A few weeks ago, Government Motors dropped a public relations bomb when new chief Fritz Henderson announced that the forthcoming Chevy Volt would get an astonishing 230 miles per gallon (that's 98 kilometers per liter, for our metric-system friends).
For those of you not yet familiar, the Volt is a plug-in hybrid car. The car runs primarily on electric power, with batteries charged overnight by simply plugging the car into an electrical outlet like a cell phone. Its gasoline engine is used only to charge the battery and supplement the power when the batteries run low.
Due in late 2010 at the earliest, GM is pinning the company's hopes in large part on the new technology and the associated PR bump of having the most fuel-efficient car offered by a mainstream company.
So, how about that 230 mpg claim?
We'll stop short of calling it a fabrication and instead chalk it up to a classic apples-to-oranges comparison. After all, the Volt will be powered more by coal than by oil. You see, the mileage claim is based in part on the idea that the average driver puts less than 40 miles per day on their car, and that because the Volt is plugged in overnight, it has enough juice to make it back and forth to work having barely sipped a drop of gasoline. But hop on the highway for a 230-mile ride to visit a client or take a vacation, and you're likely to use quite a bit more gas than your window sticker would have you think. Probably by an order of magnitude.
United States EPA mileage guidelines are based on a bunch of hypothetical "typical" driving patterns. And the makers of conventional and plug-in hybrid cars are lobbying hard to change those patterns to reflect well on the broad range of possible outcomes these funky two-mode drive trains could have, with their on-again-off-again relationship with the gas tank. And the GM announcement of 230 mpg is based on some unpublished, unverified agreement the carmaker claims to have reached with its government sibling, the EPA, on how to judge the car's performance in the "City."
However, if GM's claims prove true that operating the car off the electric grid costs about one-third of what it costs on gasoline at today's prices, it won't matter what formula the EPA uses. There are sure to be many more PR moments between now and when Volts are a common sight on the road, including years of arguments about the environmental impact of moving the burden of powering a car from oil to a predominantly coal-powered electrical grid. But more electric cars are coming, one way or another, and the impact will be major on the economy and the environment.

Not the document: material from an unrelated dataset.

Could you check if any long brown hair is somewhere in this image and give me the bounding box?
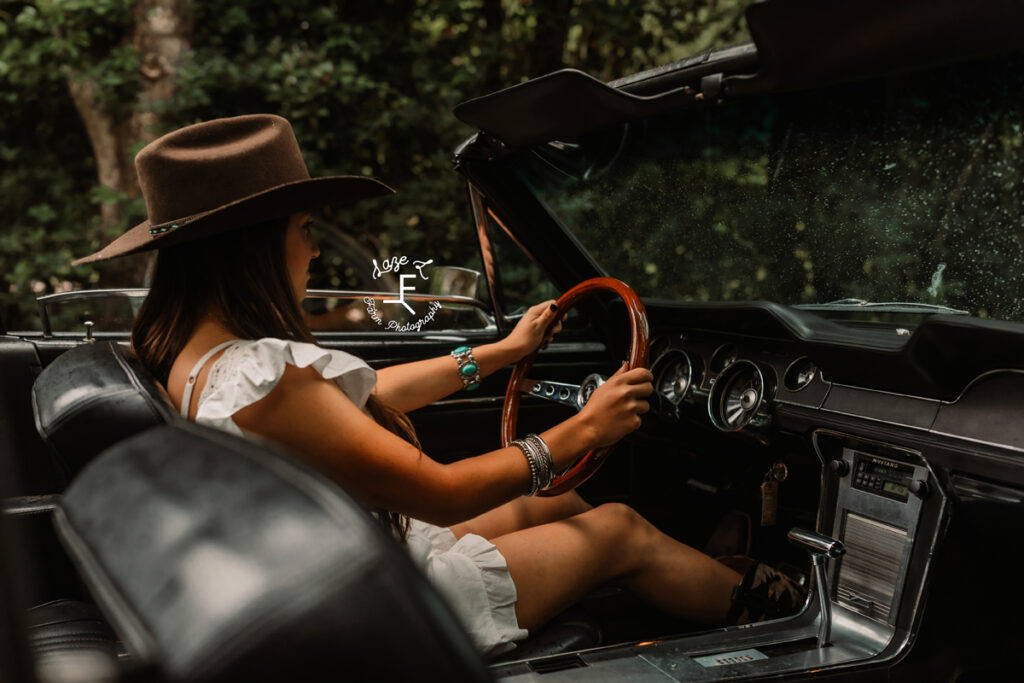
[131,217,413,540]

GM is by no means the only car company working on a mostly electric or all-electric vehicle. In our inaugural issue of Casey's Extraordinary Technology, we covered the Fisker Karma, a high-end sports car plug-in that is part of a class of flashy racers based on similar technologies, including the Ronn Scorpion and Tesla Roadster.
On the more affordable front, virtually every major car company from Nissan to Ford has announced plans to add or expand their electric line-up. And many of them will have the jump on GM in timing, so it remains to be seen how much the Volt will actually help GM in the long run. But for now, it makes for some good headlines - even if they don't make a lot of sense on closer examination.
And the race is only beginning. Car companies are in a scramble to buy and build the components that will power tomorrow's cars. They are building so furiously that the cars are often announced before all the parts have even been invented.
Tesla Motors notoriously sold out their entire first year's volume of cars well before developing a transmission able to withstand the incredible torque these electric motors can put out, and delayed the initial shipments by months as a result. And according to recent statements from GM, some parts of the Volt are not yet fully baked, and there is a risk they won't all be complete by the currently scheduled launch date.
Despite GM's struggles to bring the Volt to market, there's no doubt that technology is changing the automotive industry forever and that mpg will soon be a wholly inadequate metric on which to judge the efficiency of a car. You can expect GM's inflated claims to be reduced when the Volt finally hits showroom floors in a few years. But you can also expect shockwaves to run through the industry and the economy as virtually every component of the car, shy of the seats, is rethought over the next decade. Fortunes will be made and lost in a way that has not been seen in the automotive industry in half a century or more.